Il y a bien des choses à critiquer dans le communiqué du
gouvernement, notamment le ridicule des mouvements martiaux du menton
(« le Gouvernement mobilise... ») ou surtout la gravissime faute
qu'est la sous-traitance de la censure à des entreprises privées, plus
soucieuses d'éviter les problèmes que de défendre la liberté
d'expression. Mais les nombreuses critiques du communiqué
gouvernemental se sont surtout focalisées sur le titre, comme celle
de Numérama. Ce journal constate à juste titre qu'il est
ridicule de parler des « dirigeants d'Internet » (et le gouvernement
français doit être de cet avis puisqu'il a modifié son texte
irréfléchi) car la gouvernance de l'Internet
est complexe et ne se réduit pas à une poignée de « dirigeants ».
L'erreur n'est pas innocente, de la part du gouvernement. Celui-ci
est en effet complètement perdu devant le mécanisme complexe qu'est
l'Internet.

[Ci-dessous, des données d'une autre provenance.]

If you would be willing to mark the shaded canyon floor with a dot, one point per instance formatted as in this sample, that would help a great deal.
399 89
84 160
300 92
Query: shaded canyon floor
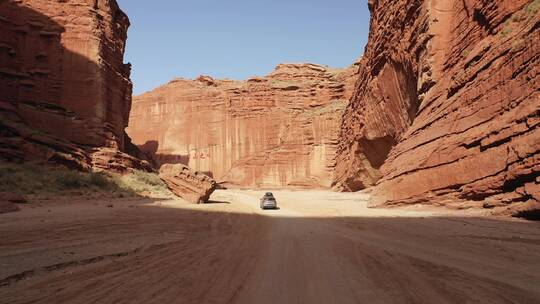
319 247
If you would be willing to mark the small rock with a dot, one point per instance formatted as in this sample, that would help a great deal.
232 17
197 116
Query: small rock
6 207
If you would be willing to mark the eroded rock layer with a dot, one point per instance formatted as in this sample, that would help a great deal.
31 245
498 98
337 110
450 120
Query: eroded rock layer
274 131
447 105
65 93
193 186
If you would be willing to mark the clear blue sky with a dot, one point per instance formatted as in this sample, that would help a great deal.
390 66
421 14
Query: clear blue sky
239 38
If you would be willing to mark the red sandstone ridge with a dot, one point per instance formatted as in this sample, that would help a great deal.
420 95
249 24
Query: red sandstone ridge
274 131
65 93
192 186
447 105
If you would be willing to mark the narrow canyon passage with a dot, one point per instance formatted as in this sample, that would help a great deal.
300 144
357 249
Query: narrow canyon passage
320 247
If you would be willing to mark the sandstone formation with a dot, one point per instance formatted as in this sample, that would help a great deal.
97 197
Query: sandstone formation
275 131
447 104
192 186
65 93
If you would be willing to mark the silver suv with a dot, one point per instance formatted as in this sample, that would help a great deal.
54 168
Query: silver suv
268 201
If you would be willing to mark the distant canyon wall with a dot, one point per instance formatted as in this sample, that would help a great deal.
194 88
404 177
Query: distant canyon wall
447 104
270 132
65 93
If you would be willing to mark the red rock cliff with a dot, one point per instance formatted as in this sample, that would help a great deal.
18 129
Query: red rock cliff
447 105
274 131
65 92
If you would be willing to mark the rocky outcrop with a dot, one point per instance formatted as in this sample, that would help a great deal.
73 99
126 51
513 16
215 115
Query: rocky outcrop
275 131
447 104
66 93
192 186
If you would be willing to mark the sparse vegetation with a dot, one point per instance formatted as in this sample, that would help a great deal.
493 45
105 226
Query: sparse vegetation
29 178
142 183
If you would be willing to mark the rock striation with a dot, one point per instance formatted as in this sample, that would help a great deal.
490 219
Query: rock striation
275 131
194 187
65 93
447 105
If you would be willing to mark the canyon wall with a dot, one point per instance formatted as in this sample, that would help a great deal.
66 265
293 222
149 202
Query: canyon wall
65 93
447 104
275 131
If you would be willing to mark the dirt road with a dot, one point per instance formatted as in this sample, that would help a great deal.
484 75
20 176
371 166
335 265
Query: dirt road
320 247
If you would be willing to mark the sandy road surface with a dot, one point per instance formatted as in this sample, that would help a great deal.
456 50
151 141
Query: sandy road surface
320 247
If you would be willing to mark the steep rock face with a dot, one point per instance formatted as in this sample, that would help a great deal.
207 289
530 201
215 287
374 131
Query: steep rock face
447 105
65 92
274 131
192 186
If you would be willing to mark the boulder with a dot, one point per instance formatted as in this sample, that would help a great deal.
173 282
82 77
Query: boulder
190 185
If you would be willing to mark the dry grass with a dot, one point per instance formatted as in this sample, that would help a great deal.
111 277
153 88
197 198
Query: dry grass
32 178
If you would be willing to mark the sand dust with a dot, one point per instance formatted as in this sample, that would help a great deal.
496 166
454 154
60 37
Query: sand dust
320 247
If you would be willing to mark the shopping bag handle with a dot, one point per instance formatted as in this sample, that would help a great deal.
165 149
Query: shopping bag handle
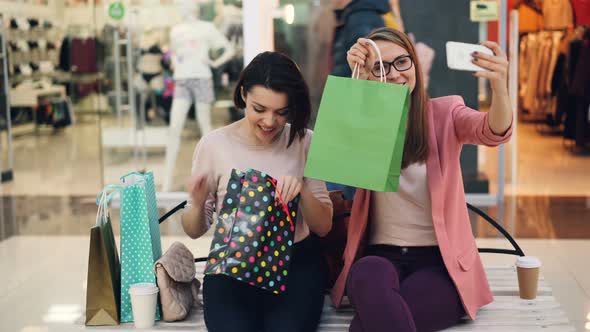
285 207
173 211
356 69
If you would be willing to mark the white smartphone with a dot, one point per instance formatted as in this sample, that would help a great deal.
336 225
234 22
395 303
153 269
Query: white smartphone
459 55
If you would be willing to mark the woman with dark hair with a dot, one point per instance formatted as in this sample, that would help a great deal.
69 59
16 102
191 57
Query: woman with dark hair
420 270
272 138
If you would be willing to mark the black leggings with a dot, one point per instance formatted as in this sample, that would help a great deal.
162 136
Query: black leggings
232 305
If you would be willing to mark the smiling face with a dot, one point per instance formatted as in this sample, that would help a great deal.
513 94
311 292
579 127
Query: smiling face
266 113
392 52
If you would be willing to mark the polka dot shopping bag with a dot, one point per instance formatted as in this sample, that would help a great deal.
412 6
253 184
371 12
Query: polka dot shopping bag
254 234
141 245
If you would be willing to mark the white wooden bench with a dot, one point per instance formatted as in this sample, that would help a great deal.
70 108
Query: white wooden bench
507 313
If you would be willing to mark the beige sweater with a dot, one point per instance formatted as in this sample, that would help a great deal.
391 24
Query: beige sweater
224 149
404 218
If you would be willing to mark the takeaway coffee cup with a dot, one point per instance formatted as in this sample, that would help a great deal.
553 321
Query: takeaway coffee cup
144 298
527 268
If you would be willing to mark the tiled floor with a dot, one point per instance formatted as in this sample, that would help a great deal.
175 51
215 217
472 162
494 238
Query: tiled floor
543 166
48 293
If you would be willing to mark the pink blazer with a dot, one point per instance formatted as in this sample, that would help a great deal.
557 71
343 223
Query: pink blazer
450 124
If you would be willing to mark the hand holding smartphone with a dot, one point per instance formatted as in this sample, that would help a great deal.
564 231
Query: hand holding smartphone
459 55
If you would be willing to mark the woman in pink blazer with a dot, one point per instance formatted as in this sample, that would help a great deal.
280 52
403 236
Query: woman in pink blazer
411 262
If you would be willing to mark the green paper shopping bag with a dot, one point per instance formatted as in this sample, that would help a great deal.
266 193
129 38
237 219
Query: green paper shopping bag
140 237
359 133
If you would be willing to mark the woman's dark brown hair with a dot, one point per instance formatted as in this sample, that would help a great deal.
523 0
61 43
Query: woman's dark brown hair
279 73
416 144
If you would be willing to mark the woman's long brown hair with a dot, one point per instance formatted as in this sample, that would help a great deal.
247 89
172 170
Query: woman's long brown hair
416 144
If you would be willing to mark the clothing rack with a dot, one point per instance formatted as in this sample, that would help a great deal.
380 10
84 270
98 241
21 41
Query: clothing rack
6 173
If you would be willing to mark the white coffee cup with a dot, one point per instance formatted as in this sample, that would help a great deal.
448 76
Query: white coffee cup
527 268
144 298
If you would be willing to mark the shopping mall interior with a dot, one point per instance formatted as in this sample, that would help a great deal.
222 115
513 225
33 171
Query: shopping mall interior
88 95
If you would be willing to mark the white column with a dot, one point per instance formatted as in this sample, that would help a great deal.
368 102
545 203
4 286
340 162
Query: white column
258 28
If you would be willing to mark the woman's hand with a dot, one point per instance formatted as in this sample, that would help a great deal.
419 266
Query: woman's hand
497 65
500 115
289 187
361 54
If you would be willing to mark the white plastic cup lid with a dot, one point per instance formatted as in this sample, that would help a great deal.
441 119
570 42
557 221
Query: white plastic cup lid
528 262
144 288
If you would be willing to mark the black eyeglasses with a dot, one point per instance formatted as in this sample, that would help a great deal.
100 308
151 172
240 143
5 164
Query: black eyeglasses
401 63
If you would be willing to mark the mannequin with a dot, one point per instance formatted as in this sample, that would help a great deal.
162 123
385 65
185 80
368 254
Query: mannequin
190 44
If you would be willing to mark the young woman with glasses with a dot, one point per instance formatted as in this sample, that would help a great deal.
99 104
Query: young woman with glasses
420 269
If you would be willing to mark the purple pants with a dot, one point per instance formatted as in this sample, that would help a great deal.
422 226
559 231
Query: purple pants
402 289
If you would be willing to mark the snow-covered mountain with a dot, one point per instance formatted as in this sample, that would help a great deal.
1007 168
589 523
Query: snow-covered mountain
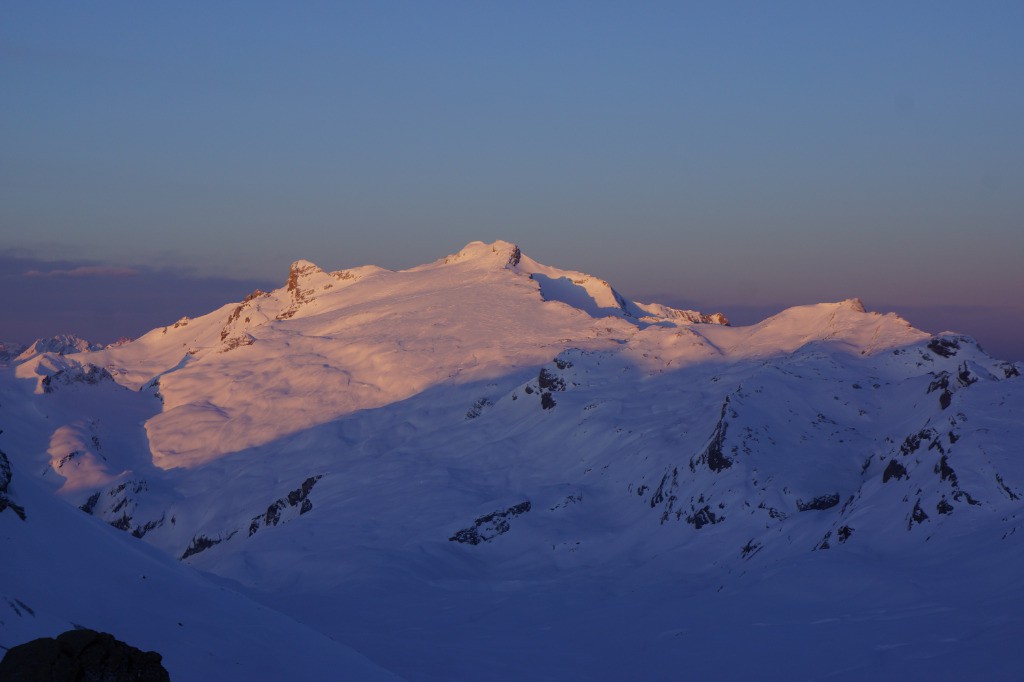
485 467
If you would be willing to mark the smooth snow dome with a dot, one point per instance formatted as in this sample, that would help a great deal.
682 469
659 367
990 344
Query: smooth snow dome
489 468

Comme le héros du Prisonnier, les
ministres passent leur temps à demander « qui est le numéro 1 ? » Ils
ne peuvent en effet pas imaginer d'autres systèmes politiques que ce
qu'ils ont appris à Sciences Po : un système
très hiérarchique, avec une poignée d'acteurs (publics ou privés, peu
importe pour eux), quelques dirigeants régnant sur une masse de « fond
d'organigramme ». Rien d'étonnant que, perturbés par l'Internet, ils
cherchent à toute force à le ramener au seul cas qu'ils connaissent,
celui où on discute dans des bureaux feutrés, loin des rumeurs du
monde, avec quelques messieurs « responsables ». Numérama a raison de
pointer du doigt cette curieuse réduction de l'Internet à « Google,
Facebook, Microsoft, Apple et Twitter mais aussi des responsables des
principaux fournisseurs d'accès à Internet (dont les membres de
l'association des fournisseurs d'accès et de services Internet comme
Orange, Bouygues Telecom, SFR) ». Pourquoi ces entreprises privées
particulières, et qui a décidé de leur confier l'Internet ? Personne, et
surtout pas un processus démocratique. Mais ces entreprises sont
toutes prêtes à suivre la voie de la censure privée (Facebook s'y est
engagé depuis très longtemps). En façade, les politiciens français
aiment se plaindre des GAFA (Google, Apple, Facebook, Amazon), mais ils sont très
à l'aise avec cet oligopole de (pour citer Numérama) « gigantesques silos contenant des quantités inouïes de données
personnelles, pour le plus grand bonheur des services de
renseignement ». Bien plus à l'aise en tout cas qu'avec les millions
d'acteurs de l'Internet qui le façonnent au quotidien. Il suffit de
voir comment les politiciens français font tout pour détruire les
échanges de contenu en pair à pair,
encourageant ainsi les utilisateurs à se servir uniquement de quelques
gros silos, avec lesquels on pourra ensuite parler.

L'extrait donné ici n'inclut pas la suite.